Combien de banquiers auraient voulu être des artistes? En tout cas, plusieurs, comme Tom Bywater, ont la fibre musicale. L'ancien financier de Citigroup a longtemps été imprésario à ses heures.

Combien de banquiers auraient voulu être des artistes? En tout cas, plusieurs, comme Tom Bywater, ont la fibre musicale. L'ancien financier de Citigroup a longtemps été imprésario à ses heures.

Dans un élan d'inspiration, le Britannique a eu l'idée de Power Amp Music en 2005. Le fonds d'investissement lui est apparu comme le modèle idéal pour l'industrie musicale. «Remplacez les produits financiers par des artistes et le tour est joué», dit-il en entrevue.

Aujourd'hui, Tom Bywater et son équipe sont en pourparlers avec une dizaine d'artistes, dont quelques poids lourds de la musique pop.

Déjà, d'importants fonds spéculatifs («hedge funds») se pressent à leur porte, dont celui du célèbre investisseur Pierre Lagrange, le fondateur de GLG Partners, qui a encaissé 750 millions de dollars en 2007.

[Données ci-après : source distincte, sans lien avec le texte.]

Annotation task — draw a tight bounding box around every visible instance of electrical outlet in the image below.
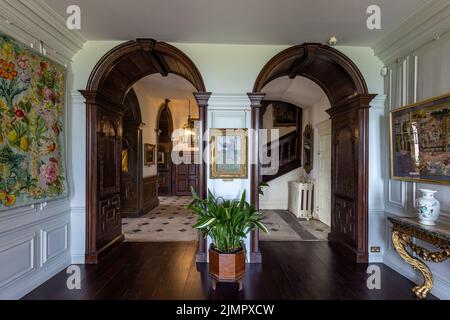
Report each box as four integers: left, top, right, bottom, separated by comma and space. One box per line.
370, 246, 381, 253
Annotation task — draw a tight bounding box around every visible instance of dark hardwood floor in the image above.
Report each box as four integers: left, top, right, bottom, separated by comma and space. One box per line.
23, 241, 435, 300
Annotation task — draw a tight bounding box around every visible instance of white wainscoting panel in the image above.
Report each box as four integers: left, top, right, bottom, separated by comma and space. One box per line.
0, 202, 71, 299
40, 222, 69, 267
206, 94, 252, 261
0, 232, 36, 289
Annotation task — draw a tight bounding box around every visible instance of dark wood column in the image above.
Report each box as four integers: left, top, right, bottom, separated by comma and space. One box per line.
193, 92, 212, 263
327, 94, 375, 263
83, 91, 99, 264
81, 90, 125, 264
248, 92, 265, 264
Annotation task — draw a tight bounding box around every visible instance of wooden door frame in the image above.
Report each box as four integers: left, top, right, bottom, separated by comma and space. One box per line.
250, 43, 376, 263
156, 100, 174, 196
121, 89, 144, 217
81, 39, 210, 264
314, 119, 332, 225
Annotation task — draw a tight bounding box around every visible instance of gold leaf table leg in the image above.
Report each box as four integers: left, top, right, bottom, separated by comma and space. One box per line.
392, 230, 433, 299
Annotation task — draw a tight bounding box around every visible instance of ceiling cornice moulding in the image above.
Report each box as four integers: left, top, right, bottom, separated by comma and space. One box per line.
373, 0, 450, 65
0, 0, 86, 65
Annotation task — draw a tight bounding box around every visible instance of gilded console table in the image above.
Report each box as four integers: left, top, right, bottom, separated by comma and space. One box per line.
388, 216, 450, 299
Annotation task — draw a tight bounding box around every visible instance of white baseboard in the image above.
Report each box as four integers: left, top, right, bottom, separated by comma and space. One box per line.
260, 200, 288, 210
369, 254, 383, 263
71, 254, 85, 264
0, 252, 71, 300
384, 250, 450, 300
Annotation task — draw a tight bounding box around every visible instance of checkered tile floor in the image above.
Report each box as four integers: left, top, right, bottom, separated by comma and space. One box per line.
122, 197, 329, 242
122, 196, 197, 242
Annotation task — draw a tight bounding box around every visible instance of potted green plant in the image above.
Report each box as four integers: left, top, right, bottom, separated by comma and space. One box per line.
188, 187, 268, 290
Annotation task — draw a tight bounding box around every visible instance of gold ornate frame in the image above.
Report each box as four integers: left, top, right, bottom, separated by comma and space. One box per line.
210, 129, 248, 179
389, 92, 450, 186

L'enthousiasme est si fort que la caisse de départ de Power Amp Music est passée de 10 à 100 millions de livres sterling (200 millions de dollars). «Je suis certain que nous pourrons démarrer à l'automne», dit le directeur du fonds. L'investissement minimum est fixé à 10 000£ (20 000$).

La relève

L'idée est séduisante. Le portefeuille comprendra une majorité d'artistes bien établis (les deux tiers) et des jeunes de la relève qui pourraient rapporter gros, question d'équilibrer les risques.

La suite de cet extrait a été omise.